A coisa é que minha irmãzinha, de uns tempos pra cá, começou a ler. Ler livrinhos best-sellers, essas coisas, “O caçador de pipas”, etc. Isso foi entre dezembro do ano passado e janeiro desse ano. Lembro que cheguei a ler esse livro que citei por causa dela. Enfim… Lembro também que, na época, eu ria dela, fazia pouco caso, pensava “até parece que ela entende alguma coisa do que lê”, ou qualquer pensamento maldoso do tipo. De formas muito singelas, eu subestimava a minha irmã. Sempre subestimei, muito. Acho que faço isso até hoje, de certa forma. Mas não fico pegando no pé dela por causa disso mais. Acho que já estou velha demais pra isso.

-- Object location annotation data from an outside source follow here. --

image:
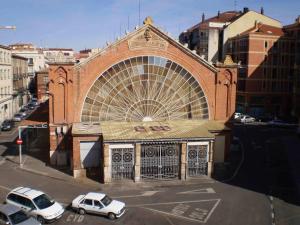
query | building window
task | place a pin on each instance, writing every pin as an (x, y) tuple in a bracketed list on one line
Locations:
[(274, 73)]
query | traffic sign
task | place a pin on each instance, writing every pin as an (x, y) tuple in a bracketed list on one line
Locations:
[(19, 141)]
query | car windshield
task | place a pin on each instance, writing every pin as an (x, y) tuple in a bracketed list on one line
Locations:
[(43, 201), (18, 217), (106, 200)]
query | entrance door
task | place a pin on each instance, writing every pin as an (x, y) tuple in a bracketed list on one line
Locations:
[(160, 161), (122, 161), (197, 159)]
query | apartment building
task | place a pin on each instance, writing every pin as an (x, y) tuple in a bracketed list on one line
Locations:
[(20, 82), (209, 38), (265, 79), (293, 30), (6, 83)]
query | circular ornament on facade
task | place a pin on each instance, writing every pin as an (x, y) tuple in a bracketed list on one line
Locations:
[(202, 153), (116, 157), (192, 154), (150, 152), (127, 157), (145, 87), (170, 151)]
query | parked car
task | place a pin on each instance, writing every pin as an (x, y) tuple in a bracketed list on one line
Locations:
[(18, 117), (7, 125), (237, 115), (246, 119), (235, 144), (10, 214), (31, 106), (98, 203), (36, 203), (23, 112)]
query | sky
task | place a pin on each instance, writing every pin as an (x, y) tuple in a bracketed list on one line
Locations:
[(82, 24)]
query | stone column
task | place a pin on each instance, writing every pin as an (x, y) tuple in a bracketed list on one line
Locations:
[(107, 166), (210, 167), (183, 175), (137, 163)]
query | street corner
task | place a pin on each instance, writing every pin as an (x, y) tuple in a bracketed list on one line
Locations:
[(198, 211)]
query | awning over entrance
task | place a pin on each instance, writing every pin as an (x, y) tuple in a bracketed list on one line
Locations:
[(151, 130)]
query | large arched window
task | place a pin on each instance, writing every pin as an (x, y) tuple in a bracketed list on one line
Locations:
[(146, 88)]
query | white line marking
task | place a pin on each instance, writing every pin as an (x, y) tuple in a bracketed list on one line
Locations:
[(199, 191), (169, 203), (145, 194), (5, 188), (170, 214), (212, 210), (183, 217)]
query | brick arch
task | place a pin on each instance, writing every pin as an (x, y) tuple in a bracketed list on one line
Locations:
[(90, 71)]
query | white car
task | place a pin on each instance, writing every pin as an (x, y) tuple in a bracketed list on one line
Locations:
[(247, 119), (35, 203), (98, 203)]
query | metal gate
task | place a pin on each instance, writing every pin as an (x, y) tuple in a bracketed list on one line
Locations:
[(160, 161), (122, 161), (197, 159)]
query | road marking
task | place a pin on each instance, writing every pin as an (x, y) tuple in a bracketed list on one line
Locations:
[(144, 194), (199, 215), (5, 188), (199, 191), (169, 203)]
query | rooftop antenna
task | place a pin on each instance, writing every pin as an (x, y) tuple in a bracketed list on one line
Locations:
[(128, 23), (139, 12)]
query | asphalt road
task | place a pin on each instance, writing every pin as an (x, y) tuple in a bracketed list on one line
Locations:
[(244, 200), (206, 202)]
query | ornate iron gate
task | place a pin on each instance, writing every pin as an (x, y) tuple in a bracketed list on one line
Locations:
[(197, 160), (122, 163), (160, 161)]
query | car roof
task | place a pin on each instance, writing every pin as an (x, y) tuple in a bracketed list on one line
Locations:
[(95, 195), (8, 209), (28, 192)]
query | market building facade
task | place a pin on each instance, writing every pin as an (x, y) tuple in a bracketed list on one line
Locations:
[(145, 107)]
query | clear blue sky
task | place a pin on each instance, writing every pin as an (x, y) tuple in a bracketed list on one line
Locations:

Ontem ela veio conversar comigo, reclamar pra mim da vida. “Não aguento mais essa cidade, não vejo a hora de sair daqui!” disse ela. Tomei um primeiro susto. Eu sempre achei que ela gostasse de lá. “O povo daqui é muito ignorante, sem cultura, sem noção”. Aí sim que eu caí da cadeira. Nunca achei que ela fosse pensar isso algum dia e fosse querer sair de Campo Grande por esse motivos. Fiquei sem reação. Acho que essa foi a primeira vez que eu e minha irmã concordamos num assunto, em toda a minha vida. Ela pensa em ir embora ano que vem, em ir pra São Paulo. Eu gostaria de que ela viesse pra cá, mas enfim.. Não vou me empenhar muito em tentar convencê-la não.
Mas o que me surpreende é como a literatura de livros aparentemente bobos e inofensivos – como best sellers, por exemplo – pode mudar tanto uma pessoa. Na verdade não são nem os livros os grandes “culpados”… Mas a aquisição e ampliação de um vocabulário maior, pode sim transformar as idéias e os pensamentos de alguém. Isso é bastante impressionante. Já tinha lido sobre isso quando estudei teoria da comunicação… Alguma coisa sobre os chavões e de como eles funcionam. Mas isso não vem ao caso agora. O importante é que estou feliz por poder conversar com a minha irmã quase como converso com uma pessoa normal, agora.